Saturday, July 23, 2011

Being a Working Writer

Jeri Westerson








I’m feeling like a full time writer at last! I edited one manuscript and sent it off to my agent. And then I finished up the writing of another manuscript in another series I write under a different name, and sent that off to my editor. While waiting for the agent comments, I received notes back from the editor of the other. And when that’s done and sent, I will start the rewriting of yet a third series I hope to send off to St. Martin’s, the first of which is called OSWALD THE THIEF, a funny and fast-paced caper series about thieves and con men, a sort of Ocean’s 11 in the Middle Ages. And then, I’m still trying to get ideas for some short stories I can send to magazines or compile into my own anthology to self-publish. And during all that, I still have a slew of public appearances to make in and around southern California.

Whew!

It’s good to be busy. And really, I am enjoying it, even through the grumbling. It’s been a long time since I had a career I enjoyed and not just a job. How do I do it? Well, by treating it like a career.

When I get up in the morning before the coffee is done brewing, I start in on emails. Good to correspond early with those on the east coast since they’re already at work. Then there’s hitting Facebook (both pages, one for Crispin and one for my gay mystery series) to see what’s going on there, and then perhaps checking in on my other blogs and putting up a post or two.

Once hubby is out of the shower and off to work, it’s my turn to get cleaned up. By then, it’s about nine and I can sit down to write. If I’ve got a new project before me, I begin outlining. With at least three series on the table (that’s three books a year), I have to be organized. I’ll never make my deadlines if I’m not. That means, for me, having an outline. Not a particularly detailed one, but I take the one that I wrote for my publisher and expand on it, dividing it into chapters, adding details and other plot twists as they occur to me. And once that is down, I see the areas I need to research. I map those out and if I can’t utilize the books I already have at home—and I have many, believe me—I get on the internet and scope out the titles I need to find. To get those, I sometimes go to my historical lifeline, a medieval listserv of medievalists—scholars, professors, historians from around the world—who communicate and share ideas. I might ask the list what is the best secondary source to get the info I need and they will chime in with recommended texts. I check my local university library online to see if they have it in their stacks and then head out. Sometimes I’m lucky, and the source I want is out of copyright. If that’s the case, then Google Books has it and I can download a pdf right to my very own computer. And if it’s not out of copyright, I can sometimes still find it on Google Books and get to read just the pages I am after (since they blank out every few pages or so).

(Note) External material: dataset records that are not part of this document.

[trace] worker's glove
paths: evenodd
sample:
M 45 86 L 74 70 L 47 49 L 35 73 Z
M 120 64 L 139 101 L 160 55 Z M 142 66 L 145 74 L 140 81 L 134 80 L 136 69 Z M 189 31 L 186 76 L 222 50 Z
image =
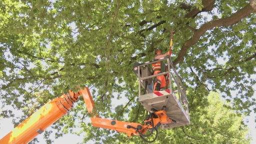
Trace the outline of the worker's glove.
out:
M 167 56 L 167 55 L 170 55 L 172 54 L 172 51 L 171 50 L 169 50 L 168 52 L 166 52 L 166 55 Z

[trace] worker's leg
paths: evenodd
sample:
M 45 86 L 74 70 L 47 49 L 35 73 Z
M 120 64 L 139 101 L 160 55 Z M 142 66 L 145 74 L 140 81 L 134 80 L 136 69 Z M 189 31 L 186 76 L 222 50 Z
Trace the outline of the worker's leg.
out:
M 154 72 L 154 74 L 156 74 L 161 72 L 160 70 L 156 70 Z M 156 80 L 154 82 L 154 92 L 159 90 L 162 90 L 165 89 L 166 85 L 166 78 L 164 76 L 161 75 L 156 76 Z

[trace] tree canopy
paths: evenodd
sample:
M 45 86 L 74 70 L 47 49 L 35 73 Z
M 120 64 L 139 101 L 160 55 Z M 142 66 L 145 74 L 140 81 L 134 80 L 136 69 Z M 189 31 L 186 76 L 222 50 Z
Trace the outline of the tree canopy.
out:
M 44 103 L 86 86 L 93 88 L 96 106 L 105 118 L 143 120 L 145 112 L 137 100 L 132 66 L 136 62 L 152 60 L 156 48 L 168 50 L 172 32 L 172 60 L 187 88 L 192 120 L 204 114 L 202 110 L 208 106 L 211 90 L 221 92 L 230 104 L 225 105 L 229 110 L 247 115 L 256 112 L 256 4 L 255 0 L 1 0 L 0 116 L 15 118 L 13 110 L 22 110 L 22 118 L 14 118 L 16 125 Z M 122 98 L 128 100 L 127 104 L 113 110 L 112 102 Z M 82 100 L 77 104 L 72 114 L 52 126 L 62 130 L 57 136 L 80 127 L 94 134 L 85 140 L 113 140 L 109 135 L 122 138 L 82 122 L 88 114 Z M 182 134 L 176 138 L 197 128 L 193 126 L 176 130 Z M 174 134 L 172 130 L 166 134 Z

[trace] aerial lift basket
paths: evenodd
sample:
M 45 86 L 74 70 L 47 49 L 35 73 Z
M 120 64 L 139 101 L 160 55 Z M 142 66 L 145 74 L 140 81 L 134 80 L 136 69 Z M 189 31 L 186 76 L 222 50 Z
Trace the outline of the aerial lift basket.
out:
M 166 64 L 165 72 L 152 75 L 150 67 L 152 64 L 164 61 Z M 138 78 L 140 102 L 148 112 L 165 110 L 173 122 L 162 124 L 162 129 L 184 126 L 190 124 L 186 90 L 172 61 L 166 56 L 143 64 L 136 64 L 134 71 Z M 167 78 L 166 89 L 153 92 L 154 78 L 160 75 Z M 144 92 L 142 92 L 144 90 Z

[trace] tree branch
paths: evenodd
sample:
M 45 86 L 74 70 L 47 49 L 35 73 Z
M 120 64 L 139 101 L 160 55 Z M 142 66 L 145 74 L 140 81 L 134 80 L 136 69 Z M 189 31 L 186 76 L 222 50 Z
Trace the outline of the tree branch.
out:
M 242 18 L 248 16 L 250 14 L 256 12 L 256 10 L 253 9 L 248 4 L 230 17 L 212 20 L 202 25 L 201 28 L 196 30 L 192 38 L 184 43 L 177 58 L 174 60 L 174 64 L 176 65 L 183 62 L 184 57 L 188 48 L 195 44 L 199 40 L 200 37 L 208 30 L 216 26 L 226 26 L 233 25 L 238 23 Z

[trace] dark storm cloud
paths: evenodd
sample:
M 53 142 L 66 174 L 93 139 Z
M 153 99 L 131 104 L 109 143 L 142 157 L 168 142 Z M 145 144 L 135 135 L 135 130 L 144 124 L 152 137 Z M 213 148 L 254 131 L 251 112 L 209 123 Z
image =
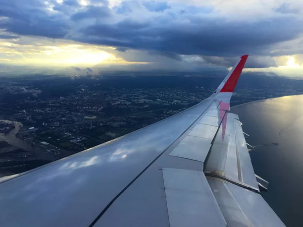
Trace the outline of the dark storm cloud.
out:
M 95 7 L 90 6 L 84 10 L 74 14 L 71 19 L 78 21 L 89 18 L 102 18 L 111 16 L 111 10 L 107 7 Z
M 71 66 L 71 68 L 77 72 L 81 72 L 81 69 L 79 67 L 76 67 L 76 66 Z
M 0 17 L 8 18 L 0 21 L 0 28 L 18 35 L 63 38 L 69 30 L 68 21 L 63 15 L 50 15 L 43 3 L 29 0 L 22 2 L 0 0 Z
M 178 24 L 165 19 L 167 23 L 164 25 L 129 18 L 115 24 L 96 23 L 82 30 L 75 39 L 180 54 L 238 56 L 268 53 L 268 45 L 295 38 L 301 31 L 300 22 L 291 16 L 254 23 L 191 17 L 191 23 Z
M 237 57 L 219 57 L 202 56 L 206 62 L 217 66 L 225 67 L 232 67 L 239 60 Z M 276 67 L 278 66 L 275 60 L 268 56 L 249 56 L 245 64 L 245 67 L 250 68 L 262 68 Z
M 170 7 L 166 2 L 149 1 L 143 3 L 142 5 L 150 12 L 163 12 Z
M 93 73 L 93 70 L 92 70 L 90 68 L 87 67 L 87 68 L 86 68 L 86 69 L 87 71 L 87 72 L 88 72 L 88 73 Z
M 16 35 L 3 35 L 0 34 L 0 39 L 17 39 L 20 38 L 20 36 L 17 36 Z
M 182 55 L 197 55 L 225 66 L 244 54 L 256 55 L 247 65 L 262 68 L 275 66 L 266 56 L 303 53 L 295 48 L 273 51 L 277 44 L 303 32 L 299 11 L 289 4 L 249 17 L 220 14 L 215 7 L 186 3 L 128 1 L 112 8 L 106 0 L 90 2 L 83 6 L 77 0 L 0 0 L 0 17 L 5 17 L 0 29 L 16 35 L 112 46 L 126 52 L 145 50 L 176 61 L 182 61 Z

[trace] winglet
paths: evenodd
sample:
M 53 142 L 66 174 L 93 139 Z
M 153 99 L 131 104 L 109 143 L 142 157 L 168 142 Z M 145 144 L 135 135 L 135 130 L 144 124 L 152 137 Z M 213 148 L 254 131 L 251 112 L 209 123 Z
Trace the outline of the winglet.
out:
M 229 72 L 229 73 L 217 89 L 216 93 L 233 92 L 248 57 L 248 54 L 243 55 L 241 57 L 240 60 Z

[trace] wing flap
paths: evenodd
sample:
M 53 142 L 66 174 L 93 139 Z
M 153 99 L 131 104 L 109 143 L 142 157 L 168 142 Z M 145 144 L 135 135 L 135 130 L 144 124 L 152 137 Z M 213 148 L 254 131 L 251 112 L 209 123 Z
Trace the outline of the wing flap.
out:
M 162 173 L 171 227 L 225 226 L 203 172 L 165 168 Z
M 225 119 L 226 121 L 224 121 Z M 218 132 L 206 172 L 258 189 L 242 128 L 237 115 L 228 112 Z

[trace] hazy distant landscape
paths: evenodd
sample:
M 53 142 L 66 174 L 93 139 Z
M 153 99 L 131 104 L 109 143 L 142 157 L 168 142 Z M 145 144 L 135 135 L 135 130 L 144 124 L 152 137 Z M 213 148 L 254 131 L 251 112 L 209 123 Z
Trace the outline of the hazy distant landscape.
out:
M 225 73 L 1 77 L 0 119 L 10 122 L 0 124 L 0 174 L 24 172 L 184 110 L 210 95 Z M 303 94 L 302 80 L 243 74 L 231 106 Z

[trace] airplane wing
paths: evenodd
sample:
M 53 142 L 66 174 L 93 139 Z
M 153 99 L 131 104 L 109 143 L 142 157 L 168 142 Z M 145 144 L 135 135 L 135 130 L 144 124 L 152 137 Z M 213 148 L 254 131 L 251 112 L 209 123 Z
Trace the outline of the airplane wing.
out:
M 241 124 L 229 112 L 247 57 L 186 110 L 3 179 L 1 226 L 285 226 L 260 195 Z

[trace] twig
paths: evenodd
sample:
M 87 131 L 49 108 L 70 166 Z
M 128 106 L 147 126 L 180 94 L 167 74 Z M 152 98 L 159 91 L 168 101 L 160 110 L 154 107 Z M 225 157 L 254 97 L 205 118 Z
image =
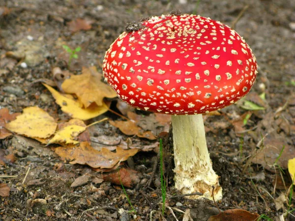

The research part might take a few weeks to get the info and get it organized. But I can’t delay. I’ve got to get cracking on the manuscript. I set myself the goal of a minimum of ten pages a day. If I meet that goal—which I usually do around three o’clock, I can quit for the day or, if I’m not mentally exhausted and I’m on a roll, I can keep going. Sometimes I don’t quite meet that goal, but it all seems to work out. In about two to three months I have a working draft (since I rewrite and continue to research while I write. I lose days to promotion when I have a lot of driving to do, but as I’m only aiming for a 300 page manuscript, it works out to about two to three months).

In between all of that are public appearances. I do a lot of library and literary luncheon appearances to get my name out there (just take a peek here to see if I’ll be in your area). That’s not the book tour for the newest release. That’s just the everyday appearance schedule. The book tour for TROUBLED BONES begins with a big party or book launch at my favorite indie in Pasadena, Vroman’s, complete with dueling knights and free-flowing mead. After that I’ll be either driving to my next venue or hopping onto planes every weekend in October and some in November. Does the publisher pay for this? Nope.

It’s all part of the game of writing and staying published. It’s part of the job. And I wouldn’t have it any other way.

5 comments:

Elizabeth Zelvin said...

Love the armored typist pic, Jeri. That's just what I feel like when I try to thumb my new iPhone.

Sandra Parshall said...

A third series! And it sounds great.

It's hard for me to concentrate on writing when I have promotion stuff to do, but I'm getting better at it. (I'm basically a "leave me alone in my cave to write" type.) I wish I could juggle it all as well as you do, Jeri.

Julia Buckley said...

Jeri, you are the writer that we all aspire to be. Congratulations on all of your ventures.

Jeri Westerson said...

Who says I'm able to juggle it, Sandy? We'll see.